You can not accept H0 only deny. So the hypotese we want to prove true is what we call H1. And to say that the test statics is efficient you need the significance level.

Answer 2

Simple example. Suppose you suspect a die may give 1s with probability less than $1/6.$ So you test $H_0: p = 1/6$ vs $H_a: p < 1/6.$ You roll the die $n = 120$ times and count then number $X$ of 1's. This test statistic is the sum of 120 Bernoulli random variables. Under $H_0$ (that is, assuming $H_0$ to be true), we have $X \sim \mathsf{Binom}(100, 1/6).$

By intuition, if $X$ is very small (much smaller than $E(X) = np = 20,$ anyhow) we would reject $H_0$ in favor of $H_a.$ We want the significance level of the test to be something like 5%. That means we'd reject $H_0$ about 5% of the time when the die is fine and $p = 1/6.$

Some experimentation in R (where pbinom is a binomial CDF and qbinom is the inverse quantile function) we find that we can have a test at significance level $0.0501$ or at level $0.0275.$

qbinom(.05, 120, 1/6)
[1] 13
pbinom(12:13, 120, 1/6)
[1] 0.02753237 0.05013085

Suppose we choose level $0.0501$ so that the 'critical value' of the test is $c = 13.$ That is, we reject $H_0,$ if $X \le c = 13,$ otherwise not.
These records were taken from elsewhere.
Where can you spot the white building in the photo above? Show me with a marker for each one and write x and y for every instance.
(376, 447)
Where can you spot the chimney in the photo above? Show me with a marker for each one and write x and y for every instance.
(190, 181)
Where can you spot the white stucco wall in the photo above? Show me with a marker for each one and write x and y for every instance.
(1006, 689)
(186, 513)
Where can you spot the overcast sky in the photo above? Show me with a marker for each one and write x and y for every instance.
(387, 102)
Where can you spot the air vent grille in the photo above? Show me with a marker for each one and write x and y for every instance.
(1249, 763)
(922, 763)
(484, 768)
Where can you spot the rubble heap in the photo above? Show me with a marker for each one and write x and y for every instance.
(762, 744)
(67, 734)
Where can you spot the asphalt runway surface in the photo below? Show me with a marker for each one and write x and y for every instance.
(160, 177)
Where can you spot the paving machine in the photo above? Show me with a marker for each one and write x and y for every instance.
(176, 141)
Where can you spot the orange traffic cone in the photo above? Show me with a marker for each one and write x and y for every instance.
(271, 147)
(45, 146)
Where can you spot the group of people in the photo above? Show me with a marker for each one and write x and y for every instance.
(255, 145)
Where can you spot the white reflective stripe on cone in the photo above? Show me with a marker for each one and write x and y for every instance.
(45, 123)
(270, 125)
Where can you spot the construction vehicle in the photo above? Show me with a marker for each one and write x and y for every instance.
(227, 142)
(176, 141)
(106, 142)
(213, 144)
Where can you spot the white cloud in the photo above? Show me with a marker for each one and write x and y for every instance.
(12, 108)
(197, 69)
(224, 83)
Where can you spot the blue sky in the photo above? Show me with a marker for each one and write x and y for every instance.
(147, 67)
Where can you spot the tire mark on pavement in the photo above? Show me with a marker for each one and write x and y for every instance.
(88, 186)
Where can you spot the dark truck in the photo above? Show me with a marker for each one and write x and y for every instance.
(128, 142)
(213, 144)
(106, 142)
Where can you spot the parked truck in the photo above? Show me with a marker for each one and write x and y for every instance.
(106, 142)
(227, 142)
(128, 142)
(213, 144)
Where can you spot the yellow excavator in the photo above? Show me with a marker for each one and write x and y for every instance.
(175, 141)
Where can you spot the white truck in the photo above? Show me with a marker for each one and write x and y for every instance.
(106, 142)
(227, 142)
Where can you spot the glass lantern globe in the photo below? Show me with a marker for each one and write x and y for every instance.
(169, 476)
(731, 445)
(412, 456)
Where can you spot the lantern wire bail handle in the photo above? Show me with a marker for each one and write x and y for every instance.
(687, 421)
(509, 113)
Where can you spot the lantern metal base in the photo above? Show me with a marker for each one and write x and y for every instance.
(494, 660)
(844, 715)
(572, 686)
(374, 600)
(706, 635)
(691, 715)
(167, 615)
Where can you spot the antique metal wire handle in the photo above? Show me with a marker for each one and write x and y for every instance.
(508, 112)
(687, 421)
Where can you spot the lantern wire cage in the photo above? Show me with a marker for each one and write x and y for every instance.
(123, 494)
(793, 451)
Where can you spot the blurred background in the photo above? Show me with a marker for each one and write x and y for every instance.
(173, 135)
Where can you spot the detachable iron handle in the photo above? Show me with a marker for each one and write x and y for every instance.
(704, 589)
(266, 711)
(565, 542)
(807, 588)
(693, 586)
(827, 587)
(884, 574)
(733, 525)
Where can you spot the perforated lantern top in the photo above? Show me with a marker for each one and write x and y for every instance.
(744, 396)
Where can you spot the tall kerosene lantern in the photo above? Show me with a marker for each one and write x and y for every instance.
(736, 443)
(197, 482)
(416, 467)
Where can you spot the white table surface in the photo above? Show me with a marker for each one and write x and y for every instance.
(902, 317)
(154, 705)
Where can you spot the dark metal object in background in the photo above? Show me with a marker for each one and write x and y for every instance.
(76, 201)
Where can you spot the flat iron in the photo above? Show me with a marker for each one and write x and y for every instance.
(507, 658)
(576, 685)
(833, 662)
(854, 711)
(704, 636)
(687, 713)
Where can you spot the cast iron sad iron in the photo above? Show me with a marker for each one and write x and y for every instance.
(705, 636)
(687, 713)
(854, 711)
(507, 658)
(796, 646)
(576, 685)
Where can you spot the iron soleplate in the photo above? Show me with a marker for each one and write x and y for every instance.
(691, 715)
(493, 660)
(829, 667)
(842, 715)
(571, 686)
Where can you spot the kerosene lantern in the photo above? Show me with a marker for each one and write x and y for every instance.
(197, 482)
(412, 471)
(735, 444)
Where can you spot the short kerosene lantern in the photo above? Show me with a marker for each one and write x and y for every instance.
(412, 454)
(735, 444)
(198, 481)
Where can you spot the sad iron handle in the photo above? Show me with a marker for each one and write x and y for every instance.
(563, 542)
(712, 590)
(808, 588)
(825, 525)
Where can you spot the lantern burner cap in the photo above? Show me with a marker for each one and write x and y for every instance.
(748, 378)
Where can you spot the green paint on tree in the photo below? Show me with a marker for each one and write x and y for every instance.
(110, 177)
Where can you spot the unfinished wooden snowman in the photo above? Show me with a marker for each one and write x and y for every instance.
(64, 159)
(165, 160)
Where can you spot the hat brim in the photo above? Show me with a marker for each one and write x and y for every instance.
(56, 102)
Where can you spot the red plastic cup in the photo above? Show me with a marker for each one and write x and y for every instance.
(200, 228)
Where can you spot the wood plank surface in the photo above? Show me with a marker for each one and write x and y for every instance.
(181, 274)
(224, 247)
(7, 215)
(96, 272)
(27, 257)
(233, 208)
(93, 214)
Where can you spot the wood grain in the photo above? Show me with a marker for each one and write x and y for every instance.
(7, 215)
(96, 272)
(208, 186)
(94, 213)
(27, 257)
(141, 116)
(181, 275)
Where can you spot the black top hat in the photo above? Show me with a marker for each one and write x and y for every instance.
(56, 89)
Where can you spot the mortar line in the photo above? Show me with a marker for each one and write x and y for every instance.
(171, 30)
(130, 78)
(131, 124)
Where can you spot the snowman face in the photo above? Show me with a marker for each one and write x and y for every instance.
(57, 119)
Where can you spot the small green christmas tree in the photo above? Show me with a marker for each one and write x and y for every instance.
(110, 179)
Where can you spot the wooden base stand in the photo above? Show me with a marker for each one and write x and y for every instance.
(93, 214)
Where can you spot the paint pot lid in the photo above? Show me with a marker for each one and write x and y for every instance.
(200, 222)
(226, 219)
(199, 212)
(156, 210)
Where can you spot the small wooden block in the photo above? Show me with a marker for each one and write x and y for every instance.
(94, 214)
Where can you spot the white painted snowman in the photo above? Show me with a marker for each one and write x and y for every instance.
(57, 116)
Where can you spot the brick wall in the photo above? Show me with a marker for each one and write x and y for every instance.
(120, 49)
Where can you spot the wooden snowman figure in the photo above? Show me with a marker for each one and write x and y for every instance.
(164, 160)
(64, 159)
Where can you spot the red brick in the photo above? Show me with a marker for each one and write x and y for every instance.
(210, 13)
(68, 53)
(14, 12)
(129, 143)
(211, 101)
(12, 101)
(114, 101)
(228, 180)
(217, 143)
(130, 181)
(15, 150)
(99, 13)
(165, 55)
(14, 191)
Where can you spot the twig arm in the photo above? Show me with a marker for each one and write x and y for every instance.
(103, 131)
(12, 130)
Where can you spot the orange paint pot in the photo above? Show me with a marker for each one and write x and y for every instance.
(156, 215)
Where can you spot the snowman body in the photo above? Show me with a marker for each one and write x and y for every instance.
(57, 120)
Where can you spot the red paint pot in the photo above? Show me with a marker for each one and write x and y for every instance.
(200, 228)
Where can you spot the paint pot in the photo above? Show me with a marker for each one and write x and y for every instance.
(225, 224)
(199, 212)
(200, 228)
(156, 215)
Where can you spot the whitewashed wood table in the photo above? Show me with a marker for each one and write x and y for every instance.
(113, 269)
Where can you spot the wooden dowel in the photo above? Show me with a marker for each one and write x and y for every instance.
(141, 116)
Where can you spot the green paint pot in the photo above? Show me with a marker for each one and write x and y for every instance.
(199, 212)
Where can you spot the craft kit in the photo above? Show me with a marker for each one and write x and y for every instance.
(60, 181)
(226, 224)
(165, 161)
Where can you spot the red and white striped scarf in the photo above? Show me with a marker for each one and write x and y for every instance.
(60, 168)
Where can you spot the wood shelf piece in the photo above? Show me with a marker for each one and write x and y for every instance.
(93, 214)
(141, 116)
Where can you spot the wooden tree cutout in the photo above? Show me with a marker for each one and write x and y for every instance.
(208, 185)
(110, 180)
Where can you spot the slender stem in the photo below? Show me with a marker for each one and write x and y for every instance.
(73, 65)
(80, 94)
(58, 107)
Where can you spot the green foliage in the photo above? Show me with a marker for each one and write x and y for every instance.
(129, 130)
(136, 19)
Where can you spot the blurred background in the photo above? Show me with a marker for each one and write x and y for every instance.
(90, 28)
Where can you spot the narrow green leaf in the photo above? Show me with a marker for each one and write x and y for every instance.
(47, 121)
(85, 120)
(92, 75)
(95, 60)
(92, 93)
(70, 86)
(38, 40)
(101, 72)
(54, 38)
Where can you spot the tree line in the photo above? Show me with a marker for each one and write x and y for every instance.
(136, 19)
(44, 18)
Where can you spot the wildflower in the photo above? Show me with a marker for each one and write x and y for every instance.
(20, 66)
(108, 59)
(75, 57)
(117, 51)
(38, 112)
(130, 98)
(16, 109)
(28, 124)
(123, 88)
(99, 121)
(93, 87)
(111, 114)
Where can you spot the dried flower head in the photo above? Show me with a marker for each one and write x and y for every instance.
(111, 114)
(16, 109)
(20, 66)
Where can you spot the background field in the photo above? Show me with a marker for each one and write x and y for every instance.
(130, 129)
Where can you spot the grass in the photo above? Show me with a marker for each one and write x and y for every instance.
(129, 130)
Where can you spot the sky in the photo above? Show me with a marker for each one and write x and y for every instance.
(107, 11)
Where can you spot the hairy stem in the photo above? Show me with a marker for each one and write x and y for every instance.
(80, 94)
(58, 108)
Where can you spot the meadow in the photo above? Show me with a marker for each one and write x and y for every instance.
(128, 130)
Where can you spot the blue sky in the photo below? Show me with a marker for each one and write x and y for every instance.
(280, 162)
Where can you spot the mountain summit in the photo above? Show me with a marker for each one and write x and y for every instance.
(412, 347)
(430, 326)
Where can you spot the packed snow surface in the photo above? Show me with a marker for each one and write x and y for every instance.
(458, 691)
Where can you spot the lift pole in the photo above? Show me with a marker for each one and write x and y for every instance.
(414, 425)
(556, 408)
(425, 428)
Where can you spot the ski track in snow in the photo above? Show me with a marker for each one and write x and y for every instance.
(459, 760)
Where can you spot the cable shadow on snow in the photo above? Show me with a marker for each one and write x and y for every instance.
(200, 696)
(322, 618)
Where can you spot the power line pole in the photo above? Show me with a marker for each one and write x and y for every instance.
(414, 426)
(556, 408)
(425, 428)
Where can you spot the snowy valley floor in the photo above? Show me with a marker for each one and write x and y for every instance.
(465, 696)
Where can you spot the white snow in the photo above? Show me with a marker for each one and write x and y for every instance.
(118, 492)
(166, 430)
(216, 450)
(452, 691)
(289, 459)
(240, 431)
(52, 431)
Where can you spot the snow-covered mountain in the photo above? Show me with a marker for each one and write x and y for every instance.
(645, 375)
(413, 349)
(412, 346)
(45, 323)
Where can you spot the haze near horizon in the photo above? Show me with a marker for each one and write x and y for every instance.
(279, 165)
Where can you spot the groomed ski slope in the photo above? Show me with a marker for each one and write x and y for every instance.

The consequence is that we will make a Type I Error (rejecting $H_0$ when it is true) with probability very nearly 5%.

Now, one way to judge whether this is a 'good' test is to look at its 'power'. In particular, we may ask what is the rejection probability if the die has $p = 1/9.$ Formally, we seek $P(X \le 13 | p = 1/9) = 0.5344$ --- more than half the time. We say the power against the alternative $p = 1/9$ is $\pi(1/9) = 0.5344.$ The power is the probability of not making a Type II error.

pbinom(13, 120, 1/9)
[1] 0.5343601

Similarly $\pi(1/12) = 0.8741.$

pbinom(13, 120, 1/12)
[1] 0.8740746

One can make a 'power curve' for powers of a test at level 5% against various alternative values: With alternatives values of $p$ in $(0, 1/6)$ the rejection probabilities can be graphed as follows.

p = seq(.001, .166, by=.001)
pwr = pbinom(13, 120, p)
plot(p, pwr, type="l", ylim=c(0,1), main="Power Curve: Level 0.05")
abline(v=c(0,1/6), col="green2")
abline(h = .05, col="red")
points(c(1/9, 1/12), c(.5344, .8741), col="blue", pch=19)

In this figure the horizontal red line shows the significance level $\alpha = 0.05.$ The two heavy blue dots represent the specific power values (for alternatives $p = 1/9$ and $p = 1/12),$ computed above.

Notes: (1) For a test at the 5% level, the only way to get better power against a particular alternative is to increase the sample size $n$.

(2) Some texts frame the hypothesis and alternative as $H_0: p \ge 1/6$ vs $H_a: p < 1/6.$ But then $p = 1/6$ is still used for the null distribution.